Despite the odds being heavily against her, MP Trudy Harrison managed to bag the seat which labour had, ever since the 1930’s. May, also commented on Ms Harrison by saying, “such a fantastic candidate”… “Actually rolls up her sleeves and gets things done”. Here Harrison is being described as a very productive and motivated MP and with such a high vote share of 44.3%, it seems as though the public believed this just as much as May did. Following on, labour raked in 37.3% on the vote, with Gillian Troughton as their leader, the Lib Dems gained 7.2% of the vote with Rebecca Hanson, and Fiona Mils running for UKIP had 6.5% of the vote, followed by other parties making up 4.7% of the results.

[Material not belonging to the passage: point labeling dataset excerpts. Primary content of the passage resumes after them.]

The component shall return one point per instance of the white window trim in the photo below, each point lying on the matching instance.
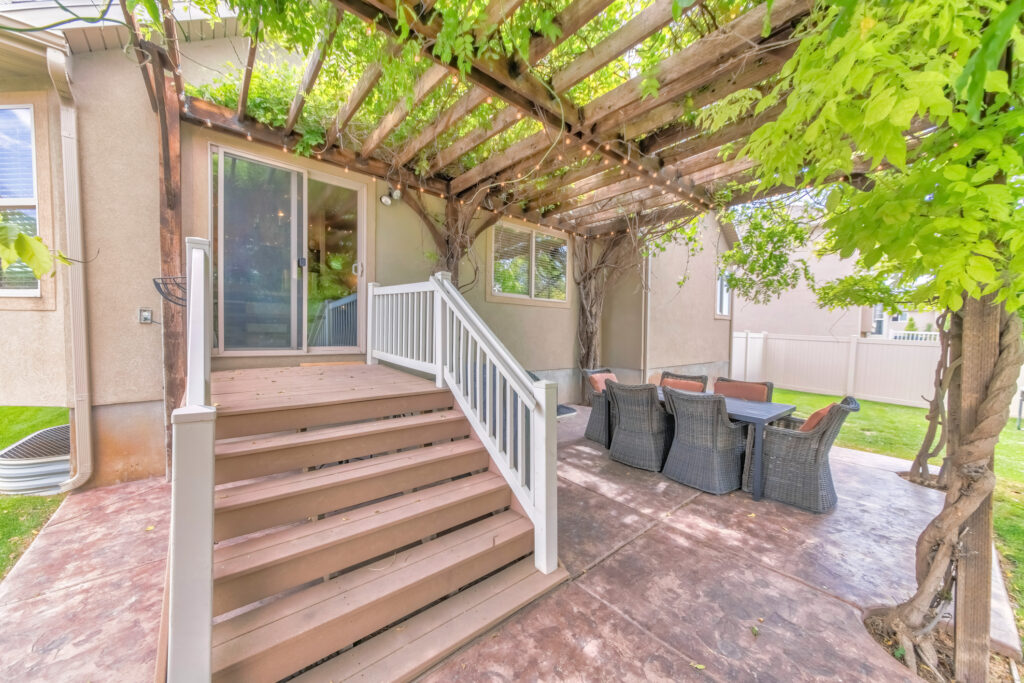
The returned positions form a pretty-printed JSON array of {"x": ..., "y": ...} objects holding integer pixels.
[
  {"x": 26, "y": 202},
  {"x": 722, "y": 311},
  {"x": 530, "y": 299}
]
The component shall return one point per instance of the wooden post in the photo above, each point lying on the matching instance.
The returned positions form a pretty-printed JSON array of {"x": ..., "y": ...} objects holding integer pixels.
[
  {"x": 172, "y": 315},
  {"x": 974, "y": 569}
]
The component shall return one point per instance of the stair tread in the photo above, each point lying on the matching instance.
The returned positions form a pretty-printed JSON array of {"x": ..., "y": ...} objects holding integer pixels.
[
  {"x": 293, "y": 616},
  {"x": 400, "y": 654},
  {"x": 228, "y": 498},
  {"x": 247, "y": 403},
  {"x": 235, "y": 447},
  {"x": 253, "y": 554}
]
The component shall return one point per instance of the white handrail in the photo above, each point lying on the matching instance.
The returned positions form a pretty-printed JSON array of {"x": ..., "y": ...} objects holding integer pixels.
[
  {"x": 190, "y": 547},
  {"x": 429, "y": 327}
]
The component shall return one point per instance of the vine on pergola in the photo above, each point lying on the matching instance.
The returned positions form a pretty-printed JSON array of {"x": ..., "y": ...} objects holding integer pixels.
[{"x": 938, "y": 218}]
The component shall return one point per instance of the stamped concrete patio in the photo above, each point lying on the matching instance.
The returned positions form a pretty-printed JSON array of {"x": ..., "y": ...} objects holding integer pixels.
[{"x": 669, "y": 584}]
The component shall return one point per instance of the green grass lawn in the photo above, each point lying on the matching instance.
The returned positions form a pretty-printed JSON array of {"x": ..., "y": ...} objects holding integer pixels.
[
  {"x": 897, "y": 430},
  {"x": 17, "y": 422},
  {"x": 23, "y": 516},
  {"x": 20, "y": 519}
]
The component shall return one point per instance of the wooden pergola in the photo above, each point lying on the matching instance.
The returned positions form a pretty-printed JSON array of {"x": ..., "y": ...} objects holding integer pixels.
[{"x": 633, "y": 161}]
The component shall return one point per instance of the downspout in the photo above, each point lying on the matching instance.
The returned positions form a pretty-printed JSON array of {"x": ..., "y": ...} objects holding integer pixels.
[{"x": 57, "y": 66}]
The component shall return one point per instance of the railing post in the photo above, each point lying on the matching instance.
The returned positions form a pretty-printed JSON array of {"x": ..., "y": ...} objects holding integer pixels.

It was said that the Copeland result was the best by-election result since January 1966, commented on Strathcycle University professor, John Curtice.
May believes that the win was down to her critical thinking and the strong relationship the conservatives have built with the public, especially the working class. “They want a party which is on the side of ordinary working people, which will respect the way we voted in the referendum and which will build a country which represents everyone”. “That’s why they voted for me tonight”. Despite the loss, Corbyn responded by declaring a lack of labour campaigns, was the fault in Copeland, “message was not enough to through in Copeland”. He sees the win stoke general as being “decisive rejection of UKIP’s politics of division and dishonesty”. Corbyn seems to have learnt from the loss in Copeland, as he remarked that, “Labour will go further to reconnect with voters and break with the failed political census”.
It is clear that if no improvements are made it will leave a weak backbone for labour’s support, which could lead to a loss in votes at the next general election, mentioned by labour MP John Woodcock; “historic and catastrophic defeat”. The low moral throughout the labour party is not acting in anyone’s favour; more is needed to be done to increase their support. During the Stoke election, UKIP had believed they were in a major advantage, as in June the area was filled with mainly leave voters in relation to Brexit.
In Stoke-on-Trent the winner Gareth Snell, commented upon the voters, claiming they had, “Chosen the politics of hope over the politics of fear”. Further on, said; “the city will not allow ourselves to be defined by last year’s referendum and we will not allow ourselves to be divided by the result”. Nevertheless, UKIP candidate Paul Nuttal, who said “his time would come”, had come only second, with 24.7% of the vote leaving of a close result with conservative candidate, Jack Brereton, with 24.4%of the vote. This was followed by Zulfiqar Ali, representing the liberal democrats gaining 9.8% and other parties made up 4.1% of the vote. In contrast to 2015, labour managed to consolidate 39.3% of the vote, rather than their 37%. Even though they were defeated UKIP seem to stand tall, commenting that “There’s a lot more to come from us”, “I am not going anywhere”. Now that the conservatives have gained the Copeland seat, the defeat in Richmond is no longer a burden.
The fact Corbyn has lost the Copeland seat may show that there is a lack of trust towards him and the Labour party. Not to mention, that left wing MP’s are remarking that his character and actions have let him down.